Septembre est le mois de la sensibilisation à l’alopécie. Elle affecte 20% de femmes dans le monde. Neuf mois après sa naissance, Elodie développe cette pathologie auto-immune qui se traduit par la perte de cheveux, de cils et de sourcils . Loin de la subir comme une fatalité, loin de la porter comme un fardeau, elle en a fait une force. Portrait.
Elodie Amélé est une battante, une combattante. On lui a découvert une alopécie partielle dès l’âge de 9 mois devenue totale à 19 ans. Plus de cheveux, plus de cils, plus de sourcils. Elle se soumet alors à différents traitements médicaux : lotions, PUVAthérapie à l’aide de rayons ultraviolets, prélèvements du cuir chevelu qui l’ont traumatisée. Hélas, la solution médicale n’existe pas. « La première partie de ma vie s’est réduite à un parcours médical. J’ai dit stop quand on m’a proposé l’implant de cheveux, explique Elodie. L’alopécie est une défaillance du système auto-immunitaire, mais je ne me considère comme malade pour autant. Cette étiquette est lourde à porter et je ne veux surtout pas me cacher derrière. J’ai appris à vivre ma vie en m’acceptant comme je suis. Avec ou sans cheveux. »
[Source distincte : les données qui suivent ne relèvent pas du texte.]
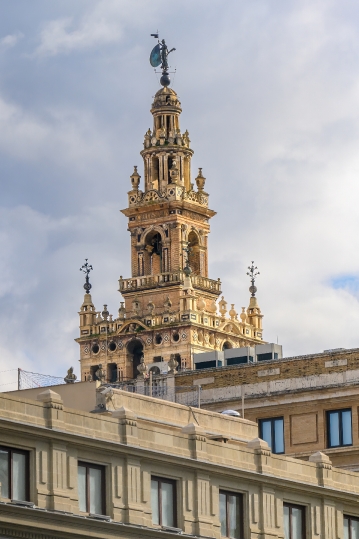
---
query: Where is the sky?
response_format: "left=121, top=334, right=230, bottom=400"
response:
left=0, top=0, right=359, bottom=391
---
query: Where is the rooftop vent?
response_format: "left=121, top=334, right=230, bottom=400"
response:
left=221, top=410, right=241, bottom=417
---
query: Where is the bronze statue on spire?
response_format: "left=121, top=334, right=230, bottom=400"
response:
left=150, top=33, right=176, bottom=86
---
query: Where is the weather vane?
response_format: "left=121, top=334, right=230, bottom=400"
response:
left=183, top=242, right=192, bottom=277
left=150, top=32, right=176, bottom=86
left=80, top=258, right=93, bottom=294
left=247, top=260, right=260, bottom=297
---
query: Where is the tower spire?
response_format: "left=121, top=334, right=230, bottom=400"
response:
left=247, top=260, right=260, bottom=298
left=80, top=258, right=93, bottom=294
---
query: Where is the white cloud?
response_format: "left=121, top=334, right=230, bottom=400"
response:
left=0, top=95, right=109, bottom=171
left=35, top=0, right=155, bottom=56
left=0, top=0, right=359, bottom=380
left=0, top=32, right=24, bottom=49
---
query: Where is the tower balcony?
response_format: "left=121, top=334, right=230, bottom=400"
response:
left=119, top=270, right=221, bottom=295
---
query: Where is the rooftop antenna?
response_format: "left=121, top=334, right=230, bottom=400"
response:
left=150, top=30, right=176, bottom=87
left=80, top=258, right=93, bottom=294
left=247, top=260, right=260, bottom=298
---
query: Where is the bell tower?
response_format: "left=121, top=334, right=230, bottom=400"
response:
left=77, top=40, right=263, bottom=381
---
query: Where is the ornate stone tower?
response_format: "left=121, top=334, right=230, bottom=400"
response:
left=77, top=39, right=263, bottom=381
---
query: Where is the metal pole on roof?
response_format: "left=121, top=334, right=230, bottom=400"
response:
left=242, top=385, right=245, bottom=419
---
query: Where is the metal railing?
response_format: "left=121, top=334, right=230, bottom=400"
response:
left=119, top=270, right=221, bottom=294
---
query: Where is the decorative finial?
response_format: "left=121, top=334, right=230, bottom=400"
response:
left=130, top=166, right=141, bottom=191
left=196, top=168, right=206, bottom=191
left=80, top=258, right=93, bottom=294
left=247, top=260, right=260, bottom=298
left=183, top=242, right=192, bottom=277
left=150, top=32, right=176, bottom=87
left=64, top=367, right=77, bottom=384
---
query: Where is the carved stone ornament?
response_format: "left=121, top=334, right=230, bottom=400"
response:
left=131, top=167, right=141, bottom=191
left=64, top=367, right=77, bottom=384
left=168, top=354, right=178, bottom=374
left=137, top=354, right=148, bottom=378
left=95, top=363, right=106, bottom=384
left=218, top=296, right=227, bottom=318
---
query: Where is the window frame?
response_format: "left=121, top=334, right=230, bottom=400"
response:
left=326, top=408, right=353, bottom=449
left=283, top=502, right=307, bottom=539
left=218, top=488, right=244, bottom=539
left=151, top=474, right=178, bottom=528
left=77, top=460, right=106, bottom=515
left=258, top=416, right=285, bottom=455
left=343, top=515, right=359, bottom=539
left=0, top=445, right=30, bottom=502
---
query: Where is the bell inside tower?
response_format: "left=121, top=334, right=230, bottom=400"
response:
left=127, top=339, right=143, bottom=378
left=145, top=232, right=163, bottom=275
left=188, top=231, right=201, bottom=275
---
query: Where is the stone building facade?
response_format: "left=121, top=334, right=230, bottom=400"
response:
left=175, top=349, right=359, bottom=471
left=0, top=382, right=359, bottom=539
left=77, top=82, right=263, bottom=382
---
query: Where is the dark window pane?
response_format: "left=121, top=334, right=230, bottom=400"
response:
left=78, top=466, right=87, bottom=512
left=329, top=412, right=340, bottom=447
left=89, top=468, right=103, bottom=515
left=283, top=504, right=305, bottom=539
left=344, top=517, right=349, bottom=539
left=12, top=453, right=27, bottom=501
left=228, top=495, right=240, bottom=539
left=351, top=519, right=359, bottom=539
left=274, top=418, right=284, bottom=453
left=342, top=410, right=354, bottom=446
left=262, top=420, right=272, bottom=449
left=0, top=449, right=10, bottom=498
left=161, top=483, right=175, bottom=526
left=151, top=479, right=160, bottom=524
left=219, top=492, right=227, bottom=537
left=291, top=507, right=303, bottom=539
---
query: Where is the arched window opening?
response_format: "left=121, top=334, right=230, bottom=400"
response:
left=107, top=363, right=118, bottom=384
left=188, top=231, right=201, bottom=275
left=149, top=157, right=160, bottom=190
left=90, top=365, right=99, bottom=382
left=144, top=232, right=163, bottom=275
left=127, top=339, right=143, bottom=378
left=167, top=157, right=174, bottom=183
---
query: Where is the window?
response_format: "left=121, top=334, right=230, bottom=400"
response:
left=219, top=491, right=243, bottom=539
left=283, top=503, right=305, bottom=539
left=151, top=477, right=177, bottom=528
left=0, top=447, right=29, bottom=502
left=344, top=516, right=359, bottom=539
left=78, top=462, right=106, bottom=515
left=327, top=409, right=353, bottom=447
left=259, top=417, right=284, bottom=453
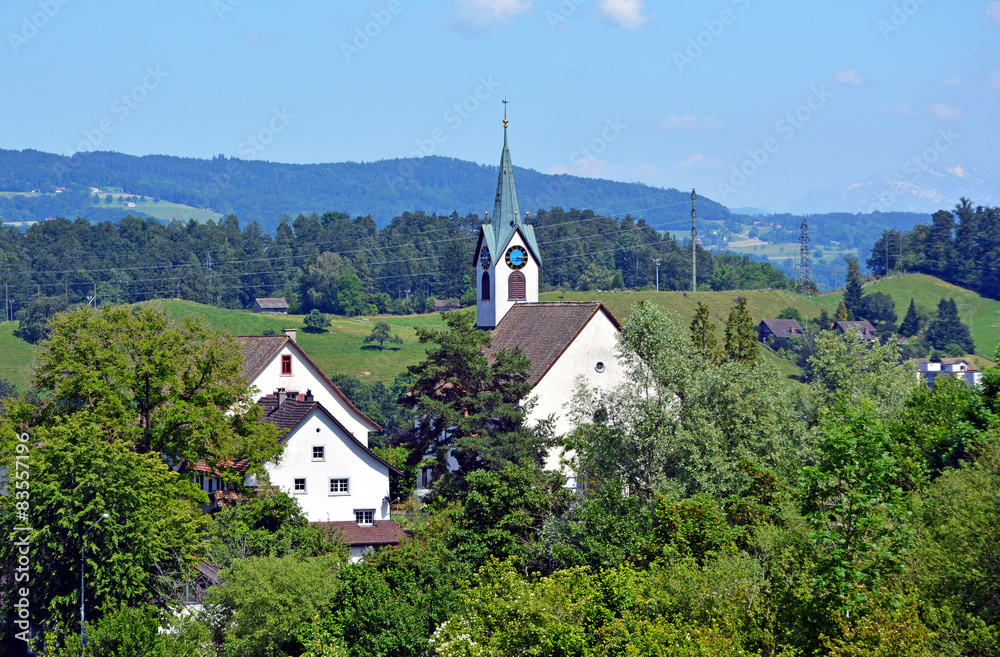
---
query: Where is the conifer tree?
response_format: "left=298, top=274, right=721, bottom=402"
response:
left=691, top=301, right=720, bottom=363
left=726, top=297, right=760, bottom=366
left=844, top=256, right=865, bottom=320
left=899, top=299, right=920, bottom=338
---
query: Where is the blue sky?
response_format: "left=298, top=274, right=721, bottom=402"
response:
left=0, top=0, right=1000, bottom=210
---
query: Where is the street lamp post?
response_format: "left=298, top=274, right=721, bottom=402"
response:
left=80, top=513, right=110, bottom=650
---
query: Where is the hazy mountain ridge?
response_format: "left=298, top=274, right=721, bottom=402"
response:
left=0, top=150, right=730, bottom=231
left=790, top=160, right=1000, bottom=213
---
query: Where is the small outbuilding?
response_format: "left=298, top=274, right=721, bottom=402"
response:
left=251, top=297, right=288, bottom=315
left=757, top=319, right=802, bottom=342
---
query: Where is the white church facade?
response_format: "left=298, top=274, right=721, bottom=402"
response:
left=473, top=118, right=626, bottom=485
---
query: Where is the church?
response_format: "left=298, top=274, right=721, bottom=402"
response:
left=472, top=117, right=626, bottom=486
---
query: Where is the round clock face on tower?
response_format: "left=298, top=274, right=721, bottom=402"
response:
left=506, top=246, right=528, bottom=269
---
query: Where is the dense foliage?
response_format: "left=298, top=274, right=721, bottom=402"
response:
left=0, top=284, right=1000, bottom=657
left=0, top=208, right=790, bottom=330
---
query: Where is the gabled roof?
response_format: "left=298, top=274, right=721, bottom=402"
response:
left=257, top=395, right=403, bottom=475
left=309, top=520, right=406, bottom=547
left=473, top=125, right=542, bottom=264
left=760, top=319, right=802, bottom=336
left=254, top=297, right=288, bottom=310
left=236, top=335, right=382, bottom=433
left=833, top=319, right=875, bottom=333
left=486, top=301, right=622, bottom=386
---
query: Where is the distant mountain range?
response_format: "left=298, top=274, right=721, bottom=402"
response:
left=0, top=150, right=730, bottom=232
left=791, top=159, right=1000, bottom=213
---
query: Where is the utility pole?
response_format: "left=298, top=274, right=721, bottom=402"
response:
left=691, top=189, right=698, bottom=294
left=797, top=216, right=812, bottom=294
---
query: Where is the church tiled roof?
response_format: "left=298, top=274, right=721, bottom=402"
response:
left=486, top=301, right=621, bottom=386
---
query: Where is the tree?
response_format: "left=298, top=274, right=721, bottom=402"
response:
left=778, top=306, right=802, bottom=324
left=333, top=269, right=368, bottom=317
left=844, top=256, right=865, bottom=320
left=364, top=322, right=403, bottom=351
left=834, top=299, right=851, bottom=322
left=899, top=298, right=920, bottom=338
left=35, top=306, right=281, bottom=484
left=206, top=487, right=347, bottom=569
left=691, top=301, right=722, bottom=363
left=927, top=298, right=976, bottom=354
left=801, top=398, right=909, bottom=619
left=302, top=308, right=330, bottom=333
left=0, top=411, right=208, bottom=632
left=400, top=311, right=552, bottom=495
left=725, top=297, right=760, bottom=366
left=865, top=228, right=903, bottom=276
left=14, top=297, right=66, bottom=344
left=859, top=292, right=896, bottom=329
left=206, top=555, right=346, bottom=655
left=807, top=330, right=916, bottom=417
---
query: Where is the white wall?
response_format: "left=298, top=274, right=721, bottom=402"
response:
left=476, top=232, right=538, bottom=328
left=267, top=408, right=389, bottom=522
left=528, top=312, right=626, bottom=470
left=250, top=343, right=369, bottom=445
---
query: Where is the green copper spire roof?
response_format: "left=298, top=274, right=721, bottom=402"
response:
left=477, top=119, right=542, bottom=264
left=492, top=125, right=522, bottom=244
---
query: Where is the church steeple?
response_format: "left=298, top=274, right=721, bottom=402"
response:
left=474, top=109, right=541, bottom=329
left=492, top=100, right=523, bottom=244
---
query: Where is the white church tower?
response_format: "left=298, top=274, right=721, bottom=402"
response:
left=474, top=108, right=541, bottom=329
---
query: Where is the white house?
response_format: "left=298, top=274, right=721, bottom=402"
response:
left=257, top=389, right=402, bottom=526
left=194, top=329, right=403, bottom=560
left=236, top=329, right=382, bottom=447
left=916, top=358, right=983, bottom=386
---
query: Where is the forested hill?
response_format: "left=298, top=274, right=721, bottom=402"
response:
left=0, top=149, right=729, bottom=234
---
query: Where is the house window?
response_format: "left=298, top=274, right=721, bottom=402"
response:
left=507, top=271, right=528, bottom=301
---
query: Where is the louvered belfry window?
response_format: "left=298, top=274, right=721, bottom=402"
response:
left=507, top=271, right=527, bottom=301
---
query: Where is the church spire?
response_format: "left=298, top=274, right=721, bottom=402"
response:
left=493, top=100, right=523, bottom=243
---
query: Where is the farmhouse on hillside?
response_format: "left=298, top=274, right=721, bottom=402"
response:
left=250, top=297, right=288, bottom=315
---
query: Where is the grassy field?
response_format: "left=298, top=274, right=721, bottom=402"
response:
left=100, top=200, right=222, bottom=223
left=0, top=322, right=35, bottom=390
left=146, top=300, right=444, bottom=383
left=0, top=274, right=1000, bottom=389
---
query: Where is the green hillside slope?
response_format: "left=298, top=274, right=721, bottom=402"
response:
left=0, top=274, right=1000, bottom=389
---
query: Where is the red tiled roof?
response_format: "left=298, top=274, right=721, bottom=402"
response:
left=257, top=395, right=403, bottom=475
left=254, top=297, right=288, bottom=310
left=486, top=301, right=622, bottom=386
left=236, top=335, right=382, bottom=433
left=309, top=520, right=406, bottom=547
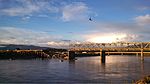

Aujourd’hui, les cils dessinent à nouveau le visage d’Elodie, tandis que les sourcils réapparaissent à 75%. Ils sont devenus son baromètre. « Que ce soit dans des lieux de vie ou au sein d’activités professionnelles, dès que je ne me sentais pas à ma place ou dès que je n’étais plus en phase avec moi-même, mes sourcils commençaient à tomber. Je me suis alors orientée vers des activités qui me nourrissent de l’intérieur en privilégiant la passion, les coups de cœur plutôt que le compte en banque. »
Ce chemin qui mène à l’harmonie
Le déclic sera un déménagement dans le Sud de la France. Enceinte, Elodie veut absolument accoucher à la maison. Un choix très fort qu’elle assume pleinement. « L’instinct de mère a pris le pas sur le professionnel », dit-elle. Ses filles ont 12 et 6 ans, maintenant. Elles profitent, comme papa et maman, d’un décor de carte postale lové entre lac, montagne et forêt, propice à développer chaque jour une énergie contagieuse. « La qualité de vie, le retour à la nature constituent un chemin qui mène à l’harmonie. Je fais du bénévolat, je m’épanouis à travers les activités du village, j’ai participé à un café associatif culturel. Avec mon mari, nous sommes engagés dans le local, dans le lien humain plutôt que dans la dépendance virtuelle des réseaux à distance. C’est tellement mieux de pouvoir se dire en face »Bonjour, comment tu vas ? » Pour moi, c’est la famille avant tout et passer de bons moments ensemble, ça n’a pas de prix. Et en prime, mes sourcils repoussent… », témoigne Elodie qui s’est mise à pratiquer spontanément les arts intuitifs, la peinture ou le chant. Comme une thérapie. Comme une acceptation. Comme une déclaration d’amour de soi.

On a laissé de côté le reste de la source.